If a1 ≡ b1 (mod n) and a2 ≡ b2 (mod n) then a1 + a2 ≡ b1 + b2 (mod n) and a1a2 ≡ b1b2 (mod n) This turns the congruence (mod n) into an equivalence on the ring of all integers. The equivalence class of the integer a, denoted by ${\displaystyle {\overline {a}}_{n}}$, is the set ${\displaystyle \left\{\ldots ,a-2n,a-n,a,a+n,a+2n,\ldots \right\}}$. This set, consisting of the integers congruent to a modulo n, is called the congruence class or residue class of a modulo n. Another notation for this congruence class, which requires that in the context the modulus is known, is ${\displaystyle \displaystyle [a]}$.

The set of congruence classes modulo n is denoted as ${\displaystyle \mathbb {Z} /n\mathbb {Z} }$ (or, alternatively, ${\displaystyle \mathbb {Z} /n}$ or ${\displaystyle \mathbb {Z} _{n}}$) and defined by:

${\displaystyle \mathbb {Z} /n\mathbb {Z} =\left\{{\overline {a}}_{n}|a\in \mathbb {Z} \right\}.}$

${\displaystyle \mathbb {Z} /n\mathbb {Z} }$ has n elements, and can be written as:

${\displaystyle \mathbb {Z} /n\mathbb {Z} =\left\{{\overline {0}}_{n},{\overline {1}}_{n},{\overline {2}}_{n},\ldots ,{\overline {n-1}}_{n}\right\}.}$

We can define addition, subtraction, and multiplication on ${\displaystyle \mathbb {Z} /n\mathbb {Z} }$ by the following rules:

• ${\displaystyle {\overline {a}}_{n}+{\overline {b}}_{n}={\overline {a+b}}_{n}}$
• ${\displaystyle {\overline {a}}_{n}-{\overline {b}}_{n}={\overline {a-b}}_{n}}$
• ${\displaystyle {\overline {a}}_{n}{\overline {b}}_{n}={\overline {ab}}_{n}.}$

The verification that this is a proper definition uses the properties given before.

In this way, ${\displaystyle \mathbb {Z} /n\mathbb {Z} }$ becomes a commutative ring.

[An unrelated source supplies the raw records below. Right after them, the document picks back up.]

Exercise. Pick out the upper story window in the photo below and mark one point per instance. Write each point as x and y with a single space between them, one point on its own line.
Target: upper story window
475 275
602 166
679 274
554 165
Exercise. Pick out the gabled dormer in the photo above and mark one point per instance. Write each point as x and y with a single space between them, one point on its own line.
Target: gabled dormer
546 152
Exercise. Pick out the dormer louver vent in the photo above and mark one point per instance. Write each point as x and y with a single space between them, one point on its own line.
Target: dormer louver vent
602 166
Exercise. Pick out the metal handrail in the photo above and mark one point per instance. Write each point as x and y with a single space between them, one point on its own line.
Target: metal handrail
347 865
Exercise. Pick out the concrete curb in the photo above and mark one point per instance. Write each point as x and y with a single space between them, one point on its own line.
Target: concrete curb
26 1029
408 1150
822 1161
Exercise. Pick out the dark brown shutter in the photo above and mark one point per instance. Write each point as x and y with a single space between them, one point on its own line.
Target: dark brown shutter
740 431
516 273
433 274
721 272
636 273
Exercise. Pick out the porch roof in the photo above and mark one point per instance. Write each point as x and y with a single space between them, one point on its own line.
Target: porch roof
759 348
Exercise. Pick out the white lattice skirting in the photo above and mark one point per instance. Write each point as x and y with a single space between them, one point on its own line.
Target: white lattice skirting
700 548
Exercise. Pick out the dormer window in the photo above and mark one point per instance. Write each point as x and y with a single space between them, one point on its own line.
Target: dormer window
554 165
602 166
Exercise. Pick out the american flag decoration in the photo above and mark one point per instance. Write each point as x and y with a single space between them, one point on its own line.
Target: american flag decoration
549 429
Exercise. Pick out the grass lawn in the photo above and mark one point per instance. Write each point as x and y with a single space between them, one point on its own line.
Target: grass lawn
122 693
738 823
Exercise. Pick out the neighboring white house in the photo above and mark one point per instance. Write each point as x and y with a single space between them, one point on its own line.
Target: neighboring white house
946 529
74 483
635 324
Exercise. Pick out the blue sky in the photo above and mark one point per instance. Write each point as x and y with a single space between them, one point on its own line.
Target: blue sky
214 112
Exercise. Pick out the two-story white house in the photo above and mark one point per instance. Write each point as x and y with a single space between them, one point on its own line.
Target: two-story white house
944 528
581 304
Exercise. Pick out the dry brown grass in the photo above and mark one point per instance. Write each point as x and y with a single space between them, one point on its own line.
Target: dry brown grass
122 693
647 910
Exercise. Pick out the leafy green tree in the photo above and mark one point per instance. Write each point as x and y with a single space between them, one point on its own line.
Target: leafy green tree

In fact, it turns out that ${\displaystyle \mathbb {Z} /n\mathbb {Z} }$ is a field (which is a special kind of a commutative ring) if and only if n is a prime number.

Fermat's little theorem (not to be confused with Fermat's last theorem) states that if p is a prime number, then for any integer a, ${\displaystyle a^{p}-a}$ will be evenly divisible by p. This can be expressed as follows:

${\displaystyle a^{p}\equiv a{\pmod {p}}\,\!}$

The totient function ${\displaystyle \varphi (n)}$ of a positive integer n is defined to be the number of positive integers less than or equal to n that are coprime to n. For example, ${\displaystyle \varphi (9)=6}$ since the six numbers 1, 2, 4, 5, 7 and 8 are coprime to 9.

Euler's theorem (also known as the Fermat-Euler theorem or Euler's totient theorem) states that if n is a positive integer and a is coprime to n, then

${\displaystyle a^{\varphi (n)}\equiv 1{\pmod {n}}}$

where φ(n) is Euler's totient function and "... ≡ ... (mod n)" denotes congruence modulo n.

The theorem is a generalization of Fermat's little theorem.